His comments came after the UN on Thursday said about 350,000 people in Tigray were facing famine, while two million more were a step away from those extreme conditions.
"There is famine now in Tigray," UN humanitarian chief Mark Lowcock said.,"Every expert you speak to will tell you this is going to get a lot worse."
Mr Lowcock said recent data showed that the number of people classified as being in famine conditions was "higher than anywhere in the world at any moment since a quarter of a million Somalis lost their lives in 2011".
The UN said that more than 90 per cent of the more than five million people in the Tigray region need emergency food aid and urgently appealed for more than $200 million to scale up the organisation's response.
Ethiopian Prime Minister Abiy Ahmed, winner of the 2019 Nobel Peace Prize, sent troops into the northern region in November to detain and disarm leaders of the Tigray People's Liberation Front (TPLF), the area's former ruling party.
He said the move was in response to attacks on federal army camps.
Although he promised that the conflict would be brief, fighting continues seven months later and reports of atrocities, including the widespread use of rape, are proliferating. Many leaders are concerned that a major catastrophe is looming.
The US and the EU on Thursday issued a plea for greater international efforts to tackle famine in the region.
International aid organisations repeatedly say they are being denied access to the region by Ethiopian forces and troops from neighbouring Eritrea.
A UN report released this week says the Eritrean military has committed “deliberate attacks against civilians and summary executions, indiscriminate attacks, sexual and gender-based violence, arbitrary detention, destruction and looting of civilian property and displacement and abduction of Eritrean refugees and asylum seekers".
On Wednesday, the US Agency for International Development announced that it is providing more than $181m in aid to more than three million people in Tigray.
The US is also attempting to increase pressure within the UN Security Council to end the fighting.
US ambassador to the UN Linda Thomas-Greenfield expressed her frustration at the paralysis within the UN Security Council and its failure to end the suffering caused by the fighting.

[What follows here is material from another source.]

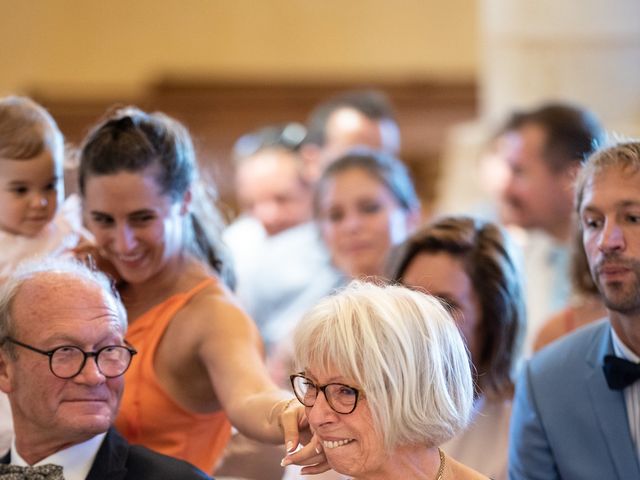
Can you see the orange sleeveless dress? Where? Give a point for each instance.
(148, 415)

“The humanitarian situation in Tigray is a moment of truth for the international community. Thousands have been killed or horrifically abused during this crisis. When will the UN Security Council or [the African Union] Peace and Security Council speak up and act?” she asked on Twitter.
Richard Gowan, UN director at the International Crisis Group, pointed to several elements, including Russian and Chinese support for Ethiopia, that have stalled UN action on the issue.
"Other crises, like Myanmar, have overshadowed Tigray at the UN this year, but it is proving a hugely divisive issue. African members of the council have only offered tepid support for council statements, and China and Russia are taking Ethiopia's side," Mr Gowan told The National.
On Thursday, Ethiopian Foreign Minister Demeke Hassen held a phone conversation with his Chinese counterpart, Wang Yi.
“We affirmed our mutual commitment for co-operation and respect for each other’s sovereignty to handle internal matters resisting undue interferences,” Mr Hassen tweeted.
Though China and Russia seem to have sided with Ethiopia, Mr Gowan pointed to the US and Ireland as main proponents of UN action.
“Tigray is facing famine, but diplomats are still bickering about whether to even have a public meeting on the crisis. This is turning into a moral failure for the UN,” he said.
The UN Security Council statement issued in April on Tigray refrained from calling for a ceasefire, a US and EU demand that Ethiopia has resisted.
The only possible turning point would be if African Union states were to lose patience with Ethiopia, Mr Gowan said.
“But for now, the council is limping towards a catastrophe.”
The conflict has already displaced about two million civilians, and about 5.5 million people are facing food insecurity in the Tigray and Amhara regions, the UN said in a report released this week.
Human rights organisations such as Doctors Without Borders and Amnesty International have documented several incidents of sexual violence, extrajudicial killings, massacres and other grave abuses committed during the conflict.